The disrespect and indignities suffered by the Native American community don’t stop there. Outsiders commonly trespass on reservation land, off-roading, illegally hunting and operating criminal enterprises. Public officials routinely challenge the powers of tribal authorities, denying their status as sovereign nations and seeking to subject them to regulations from which they are exempt under federal law. Local governments and private landowners who literally stole Indian water resources wage lengthy legal battles to avoid restoring those rights. Law enforcement agencies dispute the authority of tribal police forces.

Native American children attending public schools all too often are denied the opportunity to express their ethnic and cultural identities, in a throwback to the decades when children were removed from Native American families, sent to boarding schools and forbidden to even speak their tribal languages. And, particularly in rural areas, individual Indians continue to suffer from discrimination in housing, employment and services when living or working off the reservation.

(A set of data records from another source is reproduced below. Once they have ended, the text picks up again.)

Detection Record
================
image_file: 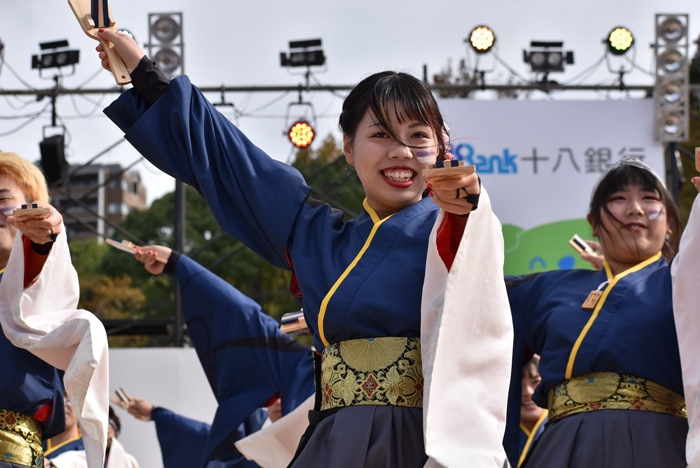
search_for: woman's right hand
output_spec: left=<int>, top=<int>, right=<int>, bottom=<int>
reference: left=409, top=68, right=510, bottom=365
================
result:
left=95, top=29, right=146, bottom=73
left=581, top=240, right=605, bottom=271
left=128, top=397, right=153, bottom=421
left=134, top=245, right=172, bottom=275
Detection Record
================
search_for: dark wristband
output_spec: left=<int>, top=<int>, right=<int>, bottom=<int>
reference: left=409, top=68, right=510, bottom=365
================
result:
left=131, top=55, right=170, bottom=106
left=32, top=241, right=54, bottom=255
left=163, top=250, right=181, bottom=275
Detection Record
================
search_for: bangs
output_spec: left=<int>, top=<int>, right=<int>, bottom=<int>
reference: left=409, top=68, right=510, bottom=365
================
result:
left=369, top=73, right=444, bottom=155
left=595, top=164, right=663, bottom=200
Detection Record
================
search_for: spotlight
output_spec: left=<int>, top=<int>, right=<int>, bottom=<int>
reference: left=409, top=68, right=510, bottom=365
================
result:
left=656, top=16, right=686, bottom=44
left=153, top=47, right=180, bottom=75
left=607, top=26, right=634, bottom=55
left=147, top=13, right=185, bottom=79
left=523, top=41, right=574, bottom=73
left=288, top=120, right=315, bottom=148
left=469, top=26, right=496, bottom=54
left=32, top=40, right=80, bottom=71
left=280, top=39, right=326, bottom=67
left=654, top=14, right=690, bottom=143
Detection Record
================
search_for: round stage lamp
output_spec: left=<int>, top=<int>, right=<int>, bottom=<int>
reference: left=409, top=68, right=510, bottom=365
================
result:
left=153, top=16, right=180, bottom=43
left=608, top=26, right=634, bottom=55
left=658, top=17, right=685, bottom=43
left=658, top=49, right=683, bottom=73
left=469, top=26, right=496, bottom=54
left=661, top=112, right=683, bottom=136
left=547, top=52, right=564, bottom=68
left=659, top=80, right=683, bottom=105
left=530, top=52, right=547, bottom=69
left=288, top=120, right=315, bottom=148
left=154, top=47, right=180, bottom=75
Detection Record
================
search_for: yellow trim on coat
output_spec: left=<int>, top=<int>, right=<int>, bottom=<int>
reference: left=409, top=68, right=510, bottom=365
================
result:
left=318, top=198, right=393, bottom=348
left=44, top=428, right=83, bottom=457
left=565, top=252, right=661, bottom=379
left=518, top=411, right=548, bottom=468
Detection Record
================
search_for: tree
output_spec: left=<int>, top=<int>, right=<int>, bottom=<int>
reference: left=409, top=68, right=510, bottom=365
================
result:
left=76, top=135, right=364, bottom=346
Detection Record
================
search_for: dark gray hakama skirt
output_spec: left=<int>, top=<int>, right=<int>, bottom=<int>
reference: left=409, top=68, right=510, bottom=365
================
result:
left=522, top=410, right=688, bottom=468
left=292, top=405, right=428, bottom=468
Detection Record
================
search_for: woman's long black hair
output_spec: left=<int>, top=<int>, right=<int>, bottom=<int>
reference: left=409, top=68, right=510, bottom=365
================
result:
left=588, top=162, right=683, bottom=263
left=338, top=71, right=445, bottom=160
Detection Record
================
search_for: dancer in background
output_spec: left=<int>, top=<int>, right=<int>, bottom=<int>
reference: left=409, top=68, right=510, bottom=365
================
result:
left=517, top=355, right=547, bottom=467
left=0, top=152, right=107, bottom=468
left=506, top=160, right=698, bottom=468
left=129, top=245, right=314, bottom=468
left=93, top=31, right=512, bottom=468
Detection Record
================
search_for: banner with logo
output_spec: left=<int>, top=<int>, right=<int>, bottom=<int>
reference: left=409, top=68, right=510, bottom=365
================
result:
left=439, top=99, right=665, bottom=275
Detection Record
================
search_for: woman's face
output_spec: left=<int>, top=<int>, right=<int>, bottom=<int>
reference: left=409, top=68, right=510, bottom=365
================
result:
left=589, top=185, right=669, bottom=264
left=343, top=106, right=437, bottom=218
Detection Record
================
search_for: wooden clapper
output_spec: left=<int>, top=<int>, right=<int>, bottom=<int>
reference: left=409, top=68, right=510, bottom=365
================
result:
left=68, top=0, right=131, bottom=85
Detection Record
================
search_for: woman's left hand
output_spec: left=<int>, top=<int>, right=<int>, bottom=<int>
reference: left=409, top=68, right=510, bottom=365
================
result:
left=426, top=172, right=481, bottom=216
left=7, top=201, right=63, bottom=244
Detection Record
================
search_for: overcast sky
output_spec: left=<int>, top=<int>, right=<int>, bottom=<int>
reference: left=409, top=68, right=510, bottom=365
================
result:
left=0, top=0, right=700, bottom=201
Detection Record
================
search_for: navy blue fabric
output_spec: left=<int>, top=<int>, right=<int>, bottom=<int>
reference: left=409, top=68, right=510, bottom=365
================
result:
left=521, top=410, right=688, bottom=468
left=105, top=77, right=439, bottom=466
left=0, top=274, right=66, bottom=439
left=175, top=255, right=314, bottom=466
left=504, top=257, right=685, bottom=463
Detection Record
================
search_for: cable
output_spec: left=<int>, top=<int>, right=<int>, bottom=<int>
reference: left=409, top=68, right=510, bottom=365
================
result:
left=562, top=54, right=607, bottom=85
left=625, top=55, right=654, bottom=76
left=75, top=67, right=103, bottom=90
left=491, top=50, right=530, bottom=84
left=240, top=91, right=291, bottom=117
left=0, top=103, right=50, bottom=137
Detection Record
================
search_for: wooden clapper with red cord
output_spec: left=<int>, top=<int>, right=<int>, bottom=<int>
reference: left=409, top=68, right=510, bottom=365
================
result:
left=68, top=0, right=131, bottom=85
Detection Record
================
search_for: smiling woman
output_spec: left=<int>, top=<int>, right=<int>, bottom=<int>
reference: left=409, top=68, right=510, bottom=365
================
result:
left=507, top=160, right=688, bottom=468
left=98, top=31, right=511, bottom=468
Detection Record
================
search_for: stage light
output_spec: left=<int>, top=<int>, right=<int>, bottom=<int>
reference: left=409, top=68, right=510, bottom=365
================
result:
left=654, top=14, right=690, bottom=143
left=147, top=13, right=185, bottom=79
left=523, top=41, right=574, bottom=73
left=659, top=79, right=683, bottom=104
left=288, top=120, right=315, bottom=148
left=657, top=16, right=686, bottom=43
left=469, top=26, right=496, bottom=54
left=154, top=47, right=180, bottom=75
left=153, top=16, right=180, bottom=42
left=659, top=49, right=685, bottom=73
left=280, top=39, right=326, bottom=67
left=608, top=26, right=634, bottom=55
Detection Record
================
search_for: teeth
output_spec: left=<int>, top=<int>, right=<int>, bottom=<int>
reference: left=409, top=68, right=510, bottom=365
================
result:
left=382, top=171, right=413, bottom=182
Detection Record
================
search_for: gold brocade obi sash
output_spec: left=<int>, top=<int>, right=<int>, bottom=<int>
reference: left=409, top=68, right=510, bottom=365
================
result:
left=320, top=337, right=423, bottom=411
left=0, top=409, right=44, bottom=468
left=547, top=372, right=688, bottom=421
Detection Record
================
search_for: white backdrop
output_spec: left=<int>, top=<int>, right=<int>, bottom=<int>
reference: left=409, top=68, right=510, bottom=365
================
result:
left=109, top=348, right=217, bottom=468
left=439, top=99, right=664, bottom=274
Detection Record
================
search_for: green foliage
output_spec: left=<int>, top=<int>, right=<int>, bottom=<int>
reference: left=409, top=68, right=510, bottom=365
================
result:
left=71, top=136, right=364, bottom=346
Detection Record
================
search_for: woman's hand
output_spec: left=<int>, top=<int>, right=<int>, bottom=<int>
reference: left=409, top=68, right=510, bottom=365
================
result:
left=426, top=172, right=481, bottom=216
left=128, top=397, right=153, bottom=421
left=7, top=201, right=63, bottom=244
left=95, top=29, right=146, bottom=73
left=581, top=241, right=605, bottom=271
left=134, top=245, right=172, bottom=275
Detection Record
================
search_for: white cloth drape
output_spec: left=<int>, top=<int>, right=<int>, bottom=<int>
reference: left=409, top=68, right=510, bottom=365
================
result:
left=421, top=190, right=513, bottom=468
left=671, top=195, right=700, bottom=468
left=0, top=226, right=109, bottom=468
left=235, top=395, right=314, bottom=468
left=51, top=438, right=139, bottom=468
left=236, top=190, right=513, bottom=468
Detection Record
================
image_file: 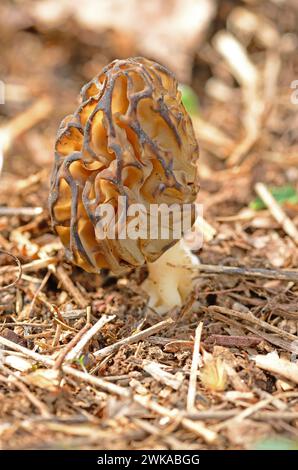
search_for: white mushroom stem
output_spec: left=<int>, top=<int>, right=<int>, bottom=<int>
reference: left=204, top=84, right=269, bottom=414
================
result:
left=142, top=239, right=199, bottom=313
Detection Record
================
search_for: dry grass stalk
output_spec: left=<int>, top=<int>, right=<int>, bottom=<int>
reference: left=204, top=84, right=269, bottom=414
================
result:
left=66, top=315, right=116, bottom=361
left=253, top=352, right=298, bottom=384
left=186, top=322, right=203, bottom=412
left=142, top=359, right=184, bottom=390
left=94, top=318, right=174, bottom=358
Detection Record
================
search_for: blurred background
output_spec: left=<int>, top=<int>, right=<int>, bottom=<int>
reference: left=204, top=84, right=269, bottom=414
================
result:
left=0, top=0, right=298, bottom=226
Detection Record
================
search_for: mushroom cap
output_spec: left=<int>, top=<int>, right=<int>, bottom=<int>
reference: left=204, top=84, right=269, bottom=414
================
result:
left=49, top=57, right=198, bottom=274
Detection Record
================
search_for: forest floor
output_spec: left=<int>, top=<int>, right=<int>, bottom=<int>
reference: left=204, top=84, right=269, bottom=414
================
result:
left=0, top=0, right=298, bottom=449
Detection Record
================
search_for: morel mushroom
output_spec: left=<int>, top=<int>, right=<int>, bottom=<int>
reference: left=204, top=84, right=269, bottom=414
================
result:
left=49, top=58, right=198, bottom=312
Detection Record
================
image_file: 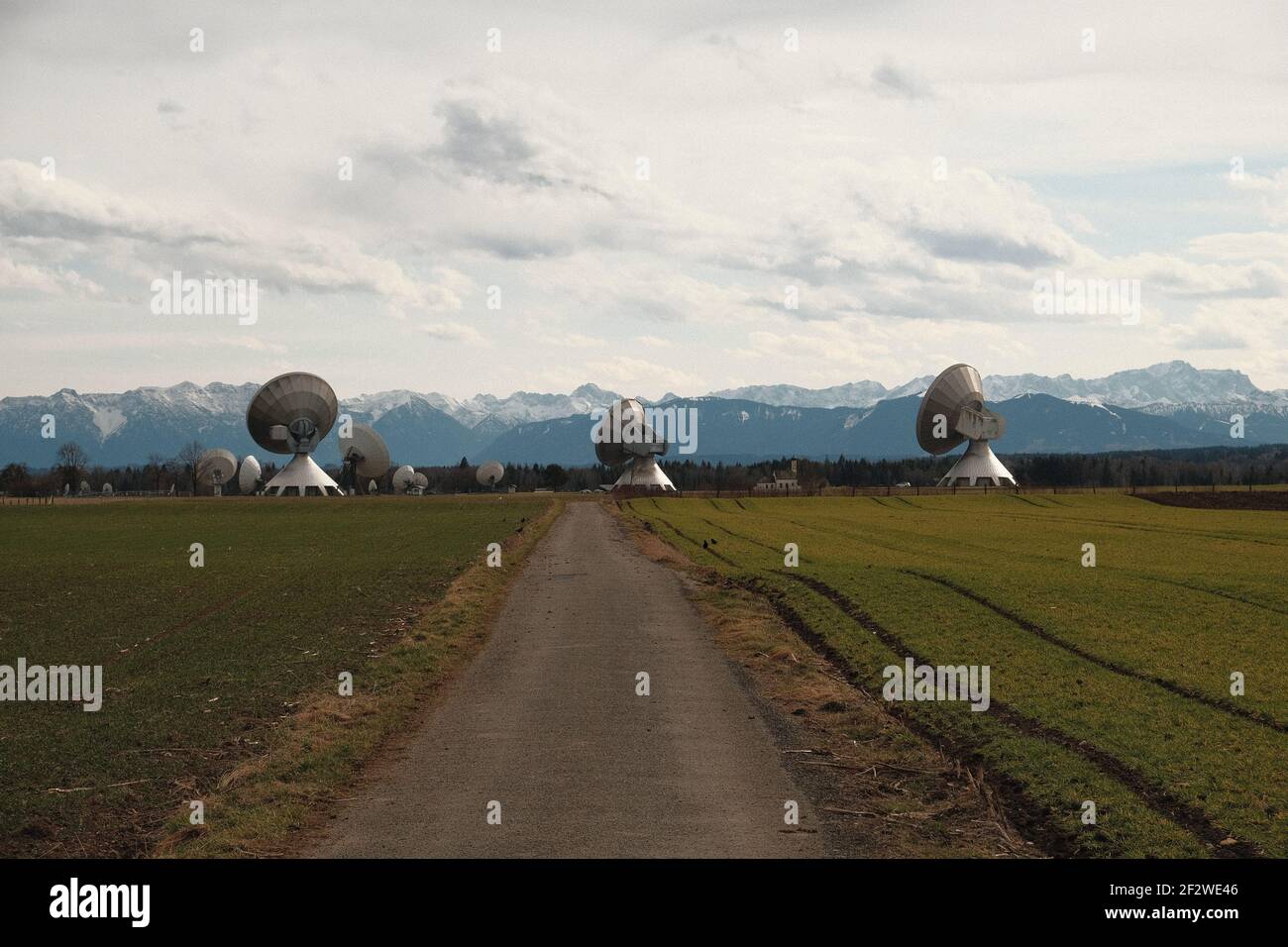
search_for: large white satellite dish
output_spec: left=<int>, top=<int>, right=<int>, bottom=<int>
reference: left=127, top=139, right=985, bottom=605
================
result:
left=917, top=365, right=1015, bottom=487
left=474, top=460, right=505, bottom=489
left=591, top=398, right=675, bottom=492
left=246, top=371, right=340, bottom=496
left=340, top=423, right=389, bottom=489
left=237, top=454, right=265, bottom=496
left=197, top=447, right=237, bottom=496
left=393, top=464, right=416, bottom=493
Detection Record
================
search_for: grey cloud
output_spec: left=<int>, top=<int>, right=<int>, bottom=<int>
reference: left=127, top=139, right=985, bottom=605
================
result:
left=872, top=61, right=935, bottom=99
left=907, top=228, right=1064, bottom=266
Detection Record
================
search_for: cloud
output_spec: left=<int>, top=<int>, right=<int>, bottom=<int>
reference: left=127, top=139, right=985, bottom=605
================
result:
left=0, top=158, right=461, bottom=310
left=872, top=61, right=934, bottom=99
left=417, top=322, right=486, bottom=346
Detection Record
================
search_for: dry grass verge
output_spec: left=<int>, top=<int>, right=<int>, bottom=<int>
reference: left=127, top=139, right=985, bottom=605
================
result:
left=610, top=504, right=1042, bottom=858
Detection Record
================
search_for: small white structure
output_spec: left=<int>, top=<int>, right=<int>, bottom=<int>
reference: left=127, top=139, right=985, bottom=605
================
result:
left=755, top=458, right=802, bottom=493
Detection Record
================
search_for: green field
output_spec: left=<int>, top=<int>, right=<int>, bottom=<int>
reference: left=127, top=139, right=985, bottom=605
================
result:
left=0, top=494, right=549, bottom=854
left=623, top=494, right=1288, bottom=857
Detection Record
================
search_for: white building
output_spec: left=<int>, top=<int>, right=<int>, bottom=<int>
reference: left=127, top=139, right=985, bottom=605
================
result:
left=756, top=459, right=802, bottom=493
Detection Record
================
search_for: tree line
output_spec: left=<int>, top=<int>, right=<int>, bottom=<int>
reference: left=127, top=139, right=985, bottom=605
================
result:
left=0, top=441, right=1288, bottom=496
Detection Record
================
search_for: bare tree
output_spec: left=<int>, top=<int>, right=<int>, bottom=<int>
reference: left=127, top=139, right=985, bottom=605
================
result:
left=175, top=441, right=206, bottom=496
left=58, top=441, right=89, bottom=491
left=143, top=454, right=168, bottom=493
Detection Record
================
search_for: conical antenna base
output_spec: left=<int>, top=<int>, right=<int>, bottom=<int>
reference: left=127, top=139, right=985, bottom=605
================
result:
left=939, top=441, right=1015, bottom=487
left=613, top=454, right=675, bottom=492
left=265, top=454, right=344, bottom=496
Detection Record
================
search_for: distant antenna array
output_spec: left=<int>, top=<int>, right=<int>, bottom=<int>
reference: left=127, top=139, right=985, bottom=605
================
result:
left=237, top=454, right=265, bottom=496
left=197, top=447, right=237, bottom=496
left=340, top=423, right=389, bottom=493
left=391, top=464, right=416, bottom=493
left=917, top=365, right=1015, bottom=487
left=474, top=460, right=505, bottom=489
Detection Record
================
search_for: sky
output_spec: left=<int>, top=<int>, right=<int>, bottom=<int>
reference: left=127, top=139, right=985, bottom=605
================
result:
left=0, top=0, right=1288, bottom=398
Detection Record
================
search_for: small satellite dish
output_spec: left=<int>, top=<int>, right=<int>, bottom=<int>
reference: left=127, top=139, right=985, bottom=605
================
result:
left=197, top=447, right=237, bottom=496
left=393, top=464, right=416, bottom=493
left=917, top=365, right=1015, bottom=487
left=591, top=398, right=675, bottom=492
left=340, top=423, right=389, bottom=491
left=474, top=460, right=505, bottom=489
left=246, top=371, right=340, bottom=496
left=237, top=454, right=265, bottom=496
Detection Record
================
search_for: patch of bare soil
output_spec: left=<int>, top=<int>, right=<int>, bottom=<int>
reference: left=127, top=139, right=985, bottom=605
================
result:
left=1133, top=489, right=1288, bottom=513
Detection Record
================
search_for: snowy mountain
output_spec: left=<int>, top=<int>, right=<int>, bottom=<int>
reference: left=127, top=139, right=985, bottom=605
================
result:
left=0, top=362, right=1288, bottom=468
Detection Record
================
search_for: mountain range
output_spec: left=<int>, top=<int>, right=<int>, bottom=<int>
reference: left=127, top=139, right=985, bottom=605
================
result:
left=0, top=362, right=1288, bottom=468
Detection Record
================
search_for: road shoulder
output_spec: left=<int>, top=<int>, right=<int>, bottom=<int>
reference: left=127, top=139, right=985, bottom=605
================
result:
left=609, top=502, right=1042, bottom=858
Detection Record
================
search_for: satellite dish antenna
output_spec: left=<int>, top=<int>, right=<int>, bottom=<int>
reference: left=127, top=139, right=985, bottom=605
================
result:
left=591, top=398, right=675, bottom=492
left=340, top=423, right=389, bottom=491
left=237, top=454, right=265, bottom=496
left=197, top=447, right=237, bottom=496
left=393, top=464, right=416, bottom=493
left=474, top=460, right=505, bottom=489
left=917, top=365, right=1015, bottom=487
left=246, top=371, right=340, bottom=496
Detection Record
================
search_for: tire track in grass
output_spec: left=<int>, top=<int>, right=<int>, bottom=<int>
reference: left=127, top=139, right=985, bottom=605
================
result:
left=702, top=519, right=780, bottom=556
left=899, top=570, right=1288, bottom=733
left=1005, top=493, right=1051, bottom=510
left=790, top=519, right=1288, bottom=626
left=782, top=573, right=1265, bottom=858
left=654, top=515, right=742, bottom=570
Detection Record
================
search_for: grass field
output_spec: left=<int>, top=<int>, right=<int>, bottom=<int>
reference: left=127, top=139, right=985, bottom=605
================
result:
left=0, top=494, right=550, bottom=854
left=623, top=494, right=1288, bottom=857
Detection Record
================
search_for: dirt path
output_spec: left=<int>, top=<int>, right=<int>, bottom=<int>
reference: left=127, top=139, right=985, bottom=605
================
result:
left=312, top=502, right=823, bottom=857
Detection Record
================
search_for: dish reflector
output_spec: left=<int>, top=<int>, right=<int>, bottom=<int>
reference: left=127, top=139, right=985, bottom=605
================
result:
left=393, top=464, right=416, bottom=493
left=340, top=423, right=389, bottom=476
left=474, top=460, right=505, bottom=487
left=246, top=371, right=340, bottom=456
left=917, top=364, right=1015, bottom=487
left=591, top=398, right=675, bottom=491
left=237, top=454, right=265, bottom=494
left=197, top=447, right=237, bottom=487
left=917, top=365, right=984, bottom=456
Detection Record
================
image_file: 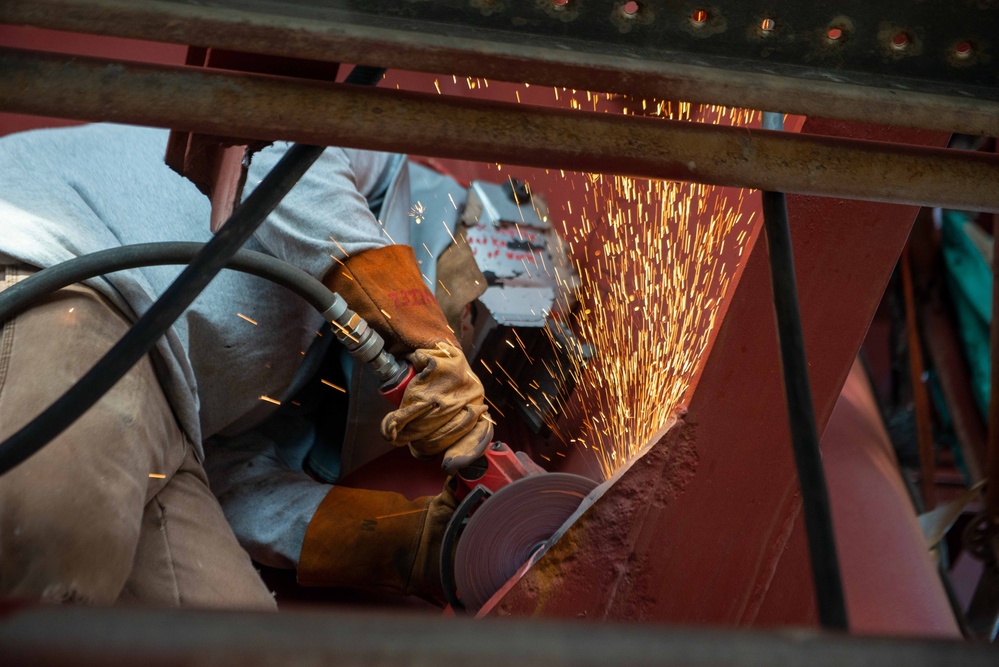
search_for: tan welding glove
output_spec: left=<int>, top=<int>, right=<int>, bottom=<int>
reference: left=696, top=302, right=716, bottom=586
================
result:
left=382, top=342, right=493, bottom=474
left=323, top=245, right=493, bottom=474
left=297, top=483, right=458, bottom=606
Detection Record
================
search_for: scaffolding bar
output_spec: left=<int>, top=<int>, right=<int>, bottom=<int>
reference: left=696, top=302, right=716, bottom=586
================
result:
left=0, top=49, right=999, bottom=212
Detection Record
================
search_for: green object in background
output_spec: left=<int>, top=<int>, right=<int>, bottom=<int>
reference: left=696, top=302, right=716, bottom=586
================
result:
left=942, top=210, right=992, bottom=421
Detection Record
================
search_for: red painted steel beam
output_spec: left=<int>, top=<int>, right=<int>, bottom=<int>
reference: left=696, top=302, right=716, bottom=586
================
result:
left=491, top=119, right=948, bottom=626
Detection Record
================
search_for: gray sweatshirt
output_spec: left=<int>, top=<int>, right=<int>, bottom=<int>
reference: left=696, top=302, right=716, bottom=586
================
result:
left=0, top=125, right=408, bottom=567
left=0, top=120, right=401, bottom=451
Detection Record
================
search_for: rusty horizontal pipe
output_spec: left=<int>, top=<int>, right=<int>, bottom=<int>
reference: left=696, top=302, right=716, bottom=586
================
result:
left=0, top=607, right=995, bottom=667
left=0, top=49, right=999, bottom=211
left=0, top=0, right=999, bottom=136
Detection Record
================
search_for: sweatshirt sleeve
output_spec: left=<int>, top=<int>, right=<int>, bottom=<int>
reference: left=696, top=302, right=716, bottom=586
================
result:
left=243, top=142, right=392, bottom=279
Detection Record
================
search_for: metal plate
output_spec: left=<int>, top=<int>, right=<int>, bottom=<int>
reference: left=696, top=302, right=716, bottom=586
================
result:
left=0, top=0, right=999, bottom=136
left=454, top=473, right=597, bottom=611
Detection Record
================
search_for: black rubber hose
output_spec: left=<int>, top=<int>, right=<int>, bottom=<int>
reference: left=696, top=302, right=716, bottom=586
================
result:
left=0, top=242, right=336, bottom=324
left=763, top=192, right=848, bottom=630
left=343, top=65, right=386, bottom=86
left=0, top=144, right=324, bottom=478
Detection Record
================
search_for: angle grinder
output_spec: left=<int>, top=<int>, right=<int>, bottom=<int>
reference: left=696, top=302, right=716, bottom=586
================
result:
left=441, top=441, right=597, bottom=612
left=376, top=350, right=597, bottom=612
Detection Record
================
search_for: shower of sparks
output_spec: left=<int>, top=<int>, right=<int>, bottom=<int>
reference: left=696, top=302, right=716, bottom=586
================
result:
left=486, top=89, right=759, bottom=478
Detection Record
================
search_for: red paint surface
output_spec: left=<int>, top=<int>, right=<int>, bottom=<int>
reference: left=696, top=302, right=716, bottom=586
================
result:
left=494, top=119, right=947, bottom=632
left=0, top=24, right=187, bottom=136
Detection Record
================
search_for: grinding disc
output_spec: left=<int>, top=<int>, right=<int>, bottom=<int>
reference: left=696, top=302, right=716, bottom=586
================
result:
left=454, top=473, right=597, bottom=611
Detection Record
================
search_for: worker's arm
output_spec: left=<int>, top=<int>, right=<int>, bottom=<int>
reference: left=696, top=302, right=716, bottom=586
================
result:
left=244, top=142, right=396, bottom=278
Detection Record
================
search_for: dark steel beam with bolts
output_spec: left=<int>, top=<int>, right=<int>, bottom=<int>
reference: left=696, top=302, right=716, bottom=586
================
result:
left=0, top=607, right=995, bottom=667
left=0, top=0, right=999, bottom=136
left=0, top=49, right=999, bottom=211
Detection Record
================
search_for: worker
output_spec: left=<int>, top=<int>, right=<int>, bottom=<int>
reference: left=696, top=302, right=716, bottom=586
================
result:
left=0, top=125, right=492, bottom=609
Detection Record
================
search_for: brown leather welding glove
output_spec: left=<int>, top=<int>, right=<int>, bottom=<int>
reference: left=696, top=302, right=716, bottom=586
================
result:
left=324, top=245, right=493, bottom=474
left=297, top=484, right=458, bottom=606
left=323, top=245, right=458, bottom=354
left=382, top=342, right=493, bottom=475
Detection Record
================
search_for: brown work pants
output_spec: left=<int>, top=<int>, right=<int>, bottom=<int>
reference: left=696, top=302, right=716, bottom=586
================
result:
left=0, top=266, right=275, bottom=609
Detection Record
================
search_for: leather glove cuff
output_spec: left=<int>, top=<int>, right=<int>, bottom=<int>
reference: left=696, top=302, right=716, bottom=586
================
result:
left=323, top=245, right=458, bottom=354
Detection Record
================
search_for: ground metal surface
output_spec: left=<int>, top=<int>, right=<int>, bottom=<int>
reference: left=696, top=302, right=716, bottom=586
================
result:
left=454, top=473, right=597, bottom=611
left=0, top=0, right=999, bottom=135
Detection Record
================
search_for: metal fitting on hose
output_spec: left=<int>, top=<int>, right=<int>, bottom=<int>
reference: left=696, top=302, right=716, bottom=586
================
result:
left=323, top=294, right=409, bottom=386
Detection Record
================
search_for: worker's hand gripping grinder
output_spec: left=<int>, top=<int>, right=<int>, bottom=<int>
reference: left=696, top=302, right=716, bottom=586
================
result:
left=382, top=362, right=596, bottom=611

Consequently, California has far to go in correcting past injustices to Native Americans and ensuring fair treatment going forward.

The governor’s executive order mandates establishment of a Truth and Healing Council, to properly document the treatment of Native Americans in California through collaboration with the state’s tribes. Like the Truth and Reconciliation Commission established in Canada to address similar issues in treatment of its First Nations population, and a similar body created in South Africa to heal the wounds left by generations of apartheid, this can be a useful and beneficial tool for clarifying the historical record, educating the public and building trust between the Indian and non-Indian populations. The council’s annual reports, and its final report in 2025, are intended to set a new path for that relationship.

Just as any journey begins with an initial step, the governor’s executive order and the apology it contains represent that first step.

For the first time, the state will hear from the Native American population about its experience, past and present, and use what is learned to craft the foundation for a new, better relationship. For California’s Native American population, that can’t come too soon.